Soybean yield is less affected by weed interference when compared to corn (Dalley et al. 2004). This is probably in part due to nitrogen fertilization of corn increasing weed competitiveness (Clay et al. 2005). Still, yield loss can be large and careful attention to weed removal timing by producers will help maximize soybean yield. As with corn, the onset of the critical period will vary with weed communities, weather, and cropping management. Ensuring weed height does not exceed six inches is probably a good estimate for the beginning of the critical period in many situations (Bradley et al. 2007). Reducing soybean row spacing can delay the beginning of the critical period (Knezevic et al. 2003) by reducing the competitiveness of weeds (Hock et al. 2006). Figure 5 depicts soybean yield loss associated with three row widths. Note that at any weed removal time yield loss increases with increasing row width.

Influence of weed removal timing and row spacing on soybean yield loss.

Figure 5. Influence of weed removal timing and row spacing on soybean yield loss. Knezevic et al. 2003.

Narrow-row soybean also reduces weed resurgence, while corn does not share the same benefit (Bradley, 2006). Unlike soybean, reducing corn row spacing does not improve its competitiveness (Norsworthy and Oliveira, 2004) and may even reduce it (Dalley et al. 2004). Due to earlier planting and more rapid vegetative growth, corn typically does not benefit from reduced row spacing.

Glyphosate Resistance

Currently there are 10 weed species with populations resistant to glyphosate in 22 U.S. states (Heap 2010). One of these weed species, common waterhemp, is also resistant to herbicides in two other widely used sites of action (ALS and PPO). Numerous innate biological factors contribute to the occurrence of weed resistance, such as dominance of the resistant allele or fitness of resistant plants, none of which can be affected by growers(Jeschke 2010). Producers can reduce selection intensity by making fewer glyphosate applications. Additionally, altering cropping management practices to reduce the number of individuals exposed to glyphosate can further decrease selection intensity. Using tillage or preemerge herbicides should reduce weed density prior to a glyphosate application and help maintain the value of herbicide-tolerant crops.

Management Solutions

Poor field performance of glyphosate can be attributed to a number of environmental conditions or management decisions. Ensure the correct rate is used by considering the parent acid concentration or acid equivalent (a.e.) and the height of the dominant weed species in each field. For weeds < 6 inches tall use 0.75 lb a.e. per acre, for 6 to 12 inches use 1.13, and > 12 use 1.50. Ammonium sulfate at a rate of 8.5 to 17 lb per 100 gallons of water should be added to all spray solutions. Species such as morningglory (spp.) and wild buckwheat are difficult to control with glyphosate. Producers will need to target small weeds and increase the glyphosate rate for these tolerant species; additionally they can tank-mix herbicides with other sites of action such as PPO and 4- HPPD inhibitors. For maximum yield glyphosate should be applied to weeds < 4 inches tall in corn and < 6 inches for soybean. Producers should also consider the use of preemerge-applied herbicides. The use of an appropriate residual herbicide will reduce the timing sensitivity of glyphosate and provide residual control until a sufficient crop canopy has formed.
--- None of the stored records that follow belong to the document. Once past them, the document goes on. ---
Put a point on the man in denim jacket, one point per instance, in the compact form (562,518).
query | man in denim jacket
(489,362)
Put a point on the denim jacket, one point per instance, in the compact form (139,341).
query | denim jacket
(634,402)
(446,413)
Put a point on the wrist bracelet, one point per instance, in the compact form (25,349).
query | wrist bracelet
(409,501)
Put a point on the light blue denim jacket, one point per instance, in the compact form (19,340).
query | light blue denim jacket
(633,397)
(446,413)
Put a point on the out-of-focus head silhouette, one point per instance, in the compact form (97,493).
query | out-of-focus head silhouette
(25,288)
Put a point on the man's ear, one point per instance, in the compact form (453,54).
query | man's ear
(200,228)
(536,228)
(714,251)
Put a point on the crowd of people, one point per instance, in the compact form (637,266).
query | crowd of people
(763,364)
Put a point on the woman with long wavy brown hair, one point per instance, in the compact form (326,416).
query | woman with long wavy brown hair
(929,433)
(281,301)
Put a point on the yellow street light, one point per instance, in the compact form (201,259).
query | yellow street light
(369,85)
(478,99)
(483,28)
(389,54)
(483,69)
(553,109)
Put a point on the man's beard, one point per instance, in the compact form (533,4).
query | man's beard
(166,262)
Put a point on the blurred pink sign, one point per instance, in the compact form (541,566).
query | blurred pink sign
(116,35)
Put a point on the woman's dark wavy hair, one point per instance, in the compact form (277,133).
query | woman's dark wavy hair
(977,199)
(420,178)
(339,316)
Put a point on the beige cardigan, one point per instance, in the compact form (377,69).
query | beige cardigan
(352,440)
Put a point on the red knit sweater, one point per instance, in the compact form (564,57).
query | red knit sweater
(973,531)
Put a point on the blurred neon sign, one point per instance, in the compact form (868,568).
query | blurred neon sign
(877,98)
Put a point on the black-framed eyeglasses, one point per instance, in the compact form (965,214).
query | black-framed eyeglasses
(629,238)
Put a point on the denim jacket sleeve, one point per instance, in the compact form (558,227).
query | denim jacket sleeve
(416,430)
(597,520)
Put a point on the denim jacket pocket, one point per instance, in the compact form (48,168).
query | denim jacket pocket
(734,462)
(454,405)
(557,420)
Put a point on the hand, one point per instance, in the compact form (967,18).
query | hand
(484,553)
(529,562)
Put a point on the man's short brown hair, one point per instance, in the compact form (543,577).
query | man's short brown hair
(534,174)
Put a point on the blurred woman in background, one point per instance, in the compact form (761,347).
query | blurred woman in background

Growers can do little to improve glyphosate performance during extended periods of poor plant growth, such as that caused by extensive drought. Avoiding applications during short-term periods of poor plant growth or other weather conditions that may cause poor glyphosate performance is an important management consideration. Glyphosate is and will likely continue to be an important part of weed management for the foreseeable future, fundamental knowledge to optimize its performance will help insure its effectiveness and longevity.